Saturday, September 6, 2025

First time back at the farm

 Yesterday I went out to the farm and had the oddest sensation.  I had a list of to dos. But no energy.  I did what I could and then started to pick beans (not many big enough) but felt sort of woozy and disoriented, more psychologically than physically     I definitely wasn’t in productive mode.    Then today was another long deep sleep day.  Perhaps I AM fighting off some sickness.   But it crosses my mind that my body is just starting to grok that something has changed and the body mind disconnect may be the disorientation.  I’m curious what tomorrow will feel like 

Thursday, September 4, 2025

Tired

 Today was one of exhaustion and deep sleep.  I think the depletion of the last few months caught up with me.  I struggled to get thru the water. Only walked ,3i mi  and ate a whole box of cookies.    But I’m writing now  and will keep on putting one foot in front of the other til I make it into my new Life.   I rather like the feel of its newness,  the order that is starting to evolve in my new space.   Perhaps this is how to get to the endlessly awaited  “rebirth of wonder”.   To move forward with curiosity into……?
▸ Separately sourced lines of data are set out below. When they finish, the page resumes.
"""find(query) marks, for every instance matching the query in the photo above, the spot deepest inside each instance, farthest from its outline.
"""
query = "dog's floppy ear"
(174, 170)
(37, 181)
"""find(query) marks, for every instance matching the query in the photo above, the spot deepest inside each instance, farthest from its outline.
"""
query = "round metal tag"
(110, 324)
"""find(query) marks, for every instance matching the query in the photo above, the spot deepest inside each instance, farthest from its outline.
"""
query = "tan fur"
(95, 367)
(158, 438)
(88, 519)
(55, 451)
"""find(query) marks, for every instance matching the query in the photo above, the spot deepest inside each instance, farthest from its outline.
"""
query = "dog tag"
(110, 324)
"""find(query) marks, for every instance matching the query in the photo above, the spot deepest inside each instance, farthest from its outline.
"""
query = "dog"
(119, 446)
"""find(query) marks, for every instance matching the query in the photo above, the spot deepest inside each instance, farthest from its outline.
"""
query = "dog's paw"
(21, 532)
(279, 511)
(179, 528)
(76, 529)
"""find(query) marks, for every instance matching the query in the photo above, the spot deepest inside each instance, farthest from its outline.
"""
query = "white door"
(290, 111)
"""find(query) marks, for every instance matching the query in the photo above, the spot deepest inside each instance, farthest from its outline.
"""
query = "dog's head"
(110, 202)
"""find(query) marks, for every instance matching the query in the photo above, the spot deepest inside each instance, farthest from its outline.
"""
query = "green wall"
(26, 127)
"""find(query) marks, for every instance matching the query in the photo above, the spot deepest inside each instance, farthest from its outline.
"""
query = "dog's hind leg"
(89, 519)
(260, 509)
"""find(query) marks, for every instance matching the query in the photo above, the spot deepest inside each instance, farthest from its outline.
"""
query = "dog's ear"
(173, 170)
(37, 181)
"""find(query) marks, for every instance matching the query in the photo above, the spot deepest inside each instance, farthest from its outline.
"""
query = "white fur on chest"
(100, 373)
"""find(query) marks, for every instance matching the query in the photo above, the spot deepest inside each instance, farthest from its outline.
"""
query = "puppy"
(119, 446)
Wednesday, September 3, 2025

Third Day

 I’m starting new habits      Three days is only the first step, but 30 will be the beginning of new habits.   I still find myself wondering Who is the decider in me that is the architect of both the move but also the shedding of old skins, the driver of the new habits?  Perhaps the daily walks will become something I look forward to? Perhaps the daily journaling will get me back into writing…. But somehow I feel the presence of a part of me who is taking me in hand, who wants me to step into something new, not necessarily better, just different..  and for some reason, it makes me feel hopeful.  Like an older Me is reaching back accross time and guiding me. All I have to do is do it one step at a time

Tuesday, September 2, 2025

Working out the kinks

 second day living in Madison.  I still don’t feel it I’m busy sorting storing ironing out the wrinkles     When will it hit me , the enormity of what I’ve just done.   Starting new habits  drinking 2 lots of water, walking and journaling every day.   Who is this person who decided to do this?  Away from my beloved fields of switchgrass    I’m waiting for the pattern to emerge     But who am i now?  What am I growing toward?  

Monday, September 1, 2025

First day of the rest of my life

 I moved.    I packed up my life piece by piece   I picked up each object or picture or writing and decided   I decided to keep or give away or toss, burn and bury.    I did it one step at a time, one foot infront of the other.  And Now I’m living in a little 350 sq ft apt above Adams garage        I feel.   I don’t know yet.   I feel  relieved that it’s done I feel tired and in pain.  I feel determined   To be open to whatever comes.   I want to know  What else is possible???